Take an on-line or telephone hearing check. If your relative/friend is in denial about their hearing then they are unlikely to want to take even a telephone check. Or if they take it they could come up with some excuse claiming everyone gets the same result. I would suggest you (or someone with good hearing) takes the test first before your relative/friend so that you know what the result is for someone with good hearing. Then they can’t claim everyone gets the same result.
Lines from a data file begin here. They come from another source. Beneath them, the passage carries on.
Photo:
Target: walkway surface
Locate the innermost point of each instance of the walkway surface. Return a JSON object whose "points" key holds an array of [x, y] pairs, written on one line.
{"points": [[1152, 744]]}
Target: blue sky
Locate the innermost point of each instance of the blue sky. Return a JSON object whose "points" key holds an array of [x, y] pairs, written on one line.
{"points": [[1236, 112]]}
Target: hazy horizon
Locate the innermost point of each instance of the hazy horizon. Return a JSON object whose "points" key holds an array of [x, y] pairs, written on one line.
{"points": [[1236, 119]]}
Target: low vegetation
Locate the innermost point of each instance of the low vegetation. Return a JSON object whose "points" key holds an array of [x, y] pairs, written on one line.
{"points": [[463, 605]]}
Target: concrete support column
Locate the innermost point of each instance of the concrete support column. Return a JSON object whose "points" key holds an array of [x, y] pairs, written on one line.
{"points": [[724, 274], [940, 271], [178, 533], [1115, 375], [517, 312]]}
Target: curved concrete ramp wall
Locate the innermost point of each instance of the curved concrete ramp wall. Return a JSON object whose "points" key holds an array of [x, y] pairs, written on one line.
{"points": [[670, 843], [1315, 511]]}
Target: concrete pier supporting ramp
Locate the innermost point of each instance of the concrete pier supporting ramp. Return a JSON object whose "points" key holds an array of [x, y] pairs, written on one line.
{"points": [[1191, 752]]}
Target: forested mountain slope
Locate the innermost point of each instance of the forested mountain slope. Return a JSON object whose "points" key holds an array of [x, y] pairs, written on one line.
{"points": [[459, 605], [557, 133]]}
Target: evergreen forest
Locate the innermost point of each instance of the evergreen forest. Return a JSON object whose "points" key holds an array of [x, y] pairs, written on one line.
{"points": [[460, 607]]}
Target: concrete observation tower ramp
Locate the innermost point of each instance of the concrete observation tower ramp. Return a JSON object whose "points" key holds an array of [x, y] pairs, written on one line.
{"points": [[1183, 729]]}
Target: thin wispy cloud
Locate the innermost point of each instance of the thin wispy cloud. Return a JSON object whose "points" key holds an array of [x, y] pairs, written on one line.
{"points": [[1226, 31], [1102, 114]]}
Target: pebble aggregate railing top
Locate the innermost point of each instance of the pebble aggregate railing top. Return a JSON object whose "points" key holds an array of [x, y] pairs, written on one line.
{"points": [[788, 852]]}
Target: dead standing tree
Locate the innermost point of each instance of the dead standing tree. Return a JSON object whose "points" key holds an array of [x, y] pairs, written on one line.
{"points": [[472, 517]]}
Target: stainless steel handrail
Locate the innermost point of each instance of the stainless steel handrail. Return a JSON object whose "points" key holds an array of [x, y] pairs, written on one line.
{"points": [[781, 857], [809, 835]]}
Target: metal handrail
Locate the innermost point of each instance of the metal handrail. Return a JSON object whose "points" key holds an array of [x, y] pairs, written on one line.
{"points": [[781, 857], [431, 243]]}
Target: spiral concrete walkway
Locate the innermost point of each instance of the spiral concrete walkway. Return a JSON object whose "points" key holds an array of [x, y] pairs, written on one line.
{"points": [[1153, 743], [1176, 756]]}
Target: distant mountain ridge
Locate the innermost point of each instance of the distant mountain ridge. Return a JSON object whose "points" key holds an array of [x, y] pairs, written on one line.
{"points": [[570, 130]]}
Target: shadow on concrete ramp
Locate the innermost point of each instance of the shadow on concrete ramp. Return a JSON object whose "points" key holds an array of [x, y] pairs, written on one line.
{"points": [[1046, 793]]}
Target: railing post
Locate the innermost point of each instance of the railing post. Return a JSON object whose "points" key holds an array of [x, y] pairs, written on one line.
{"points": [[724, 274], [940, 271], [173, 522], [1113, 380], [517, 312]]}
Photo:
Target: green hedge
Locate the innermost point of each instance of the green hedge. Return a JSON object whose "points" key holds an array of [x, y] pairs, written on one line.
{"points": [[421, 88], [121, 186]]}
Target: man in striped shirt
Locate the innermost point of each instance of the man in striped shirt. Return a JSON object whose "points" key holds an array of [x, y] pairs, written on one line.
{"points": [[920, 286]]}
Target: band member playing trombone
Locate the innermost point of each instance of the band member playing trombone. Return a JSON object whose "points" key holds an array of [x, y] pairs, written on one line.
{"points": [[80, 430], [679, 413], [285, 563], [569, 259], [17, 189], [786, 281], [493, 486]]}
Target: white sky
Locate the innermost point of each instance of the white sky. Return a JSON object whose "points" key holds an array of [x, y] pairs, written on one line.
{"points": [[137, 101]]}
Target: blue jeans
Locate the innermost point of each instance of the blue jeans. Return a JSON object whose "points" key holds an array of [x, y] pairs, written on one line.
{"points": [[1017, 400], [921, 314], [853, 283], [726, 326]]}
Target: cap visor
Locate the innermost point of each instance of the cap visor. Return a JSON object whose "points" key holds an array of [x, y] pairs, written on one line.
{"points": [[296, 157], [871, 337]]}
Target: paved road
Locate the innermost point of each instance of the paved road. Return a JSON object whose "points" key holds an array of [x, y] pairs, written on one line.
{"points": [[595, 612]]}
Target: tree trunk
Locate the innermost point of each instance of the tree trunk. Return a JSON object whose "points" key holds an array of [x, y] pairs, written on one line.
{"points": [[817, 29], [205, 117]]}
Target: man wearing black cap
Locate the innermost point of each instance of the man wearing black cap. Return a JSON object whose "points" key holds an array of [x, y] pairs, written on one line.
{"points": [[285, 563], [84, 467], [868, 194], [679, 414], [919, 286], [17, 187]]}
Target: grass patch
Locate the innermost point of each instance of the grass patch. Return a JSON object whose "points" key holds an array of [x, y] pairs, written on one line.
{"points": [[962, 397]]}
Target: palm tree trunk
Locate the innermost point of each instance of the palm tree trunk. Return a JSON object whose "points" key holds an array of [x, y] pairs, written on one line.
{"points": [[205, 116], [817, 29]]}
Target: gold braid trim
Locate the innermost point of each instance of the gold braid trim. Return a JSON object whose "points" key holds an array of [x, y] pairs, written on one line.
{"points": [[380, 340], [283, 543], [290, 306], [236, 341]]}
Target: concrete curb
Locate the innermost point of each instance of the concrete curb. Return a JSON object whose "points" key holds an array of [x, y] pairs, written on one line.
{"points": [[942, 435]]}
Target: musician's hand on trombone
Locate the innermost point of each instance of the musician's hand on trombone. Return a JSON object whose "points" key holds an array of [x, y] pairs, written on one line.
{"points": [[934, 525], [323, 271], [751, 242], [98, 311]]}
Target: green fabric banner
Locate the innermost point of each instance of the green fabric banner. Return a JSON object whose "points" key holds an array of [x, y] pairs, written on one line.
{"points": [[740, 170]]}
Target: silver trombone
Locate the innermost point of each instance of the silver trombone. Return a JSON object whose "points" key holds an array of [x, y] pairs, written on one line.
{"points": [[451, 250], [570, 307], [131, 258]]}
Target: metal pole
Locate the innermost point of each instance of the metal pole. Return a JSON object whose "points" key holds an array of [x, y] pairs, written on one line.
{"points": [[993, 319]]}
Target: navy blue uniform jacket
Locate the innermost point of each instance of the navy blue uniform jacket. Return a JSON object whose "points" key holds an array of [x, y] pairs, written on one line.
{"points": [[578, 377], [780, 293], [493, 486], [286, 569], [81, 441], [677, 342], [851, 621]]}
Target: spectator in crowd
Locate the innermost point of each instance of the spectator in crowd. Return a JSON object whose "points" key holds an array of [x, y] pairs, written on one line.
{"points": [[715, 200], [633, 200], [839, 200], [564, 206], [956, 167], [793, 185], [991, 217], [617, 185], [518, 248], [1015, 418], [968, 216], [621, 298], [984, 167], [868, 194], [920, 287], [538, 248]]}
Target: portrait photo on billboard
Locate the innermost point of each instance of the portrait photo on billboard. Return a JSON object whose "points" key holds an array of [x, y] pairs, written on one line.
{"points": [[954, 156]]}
While an on-line or telephone check is not definitive it will give someone an idea whether they are hearing in the normal range for their age. As an example, Australian Hearing (the government hearing aid supplier in Australia) has a free telephone hearing check. I took it to find out what it was. It takes about 3 minutes and the instructions are very clear. The test has a background noise and then three numbers are spoken. You have to code into your keypad the numbers you hear. After the test is complete you are told whether your hearing falls into the normal range for someone your age. My result, as expected because a Cochlear Implant processor can’t cut out enough background noise, was that I had less than expected hearing for someone my age. However, my husband who can hear the train wheels screeching on the track some miles away was told his responses were within the range of normal for his age. I have a benchmark and know that someone with good hearing can hear these numbers far better than I can.
By denying a hearing loss you could be doing permanent damage to your hearing. The sooner you seek treatment the better hearing aids will work for you.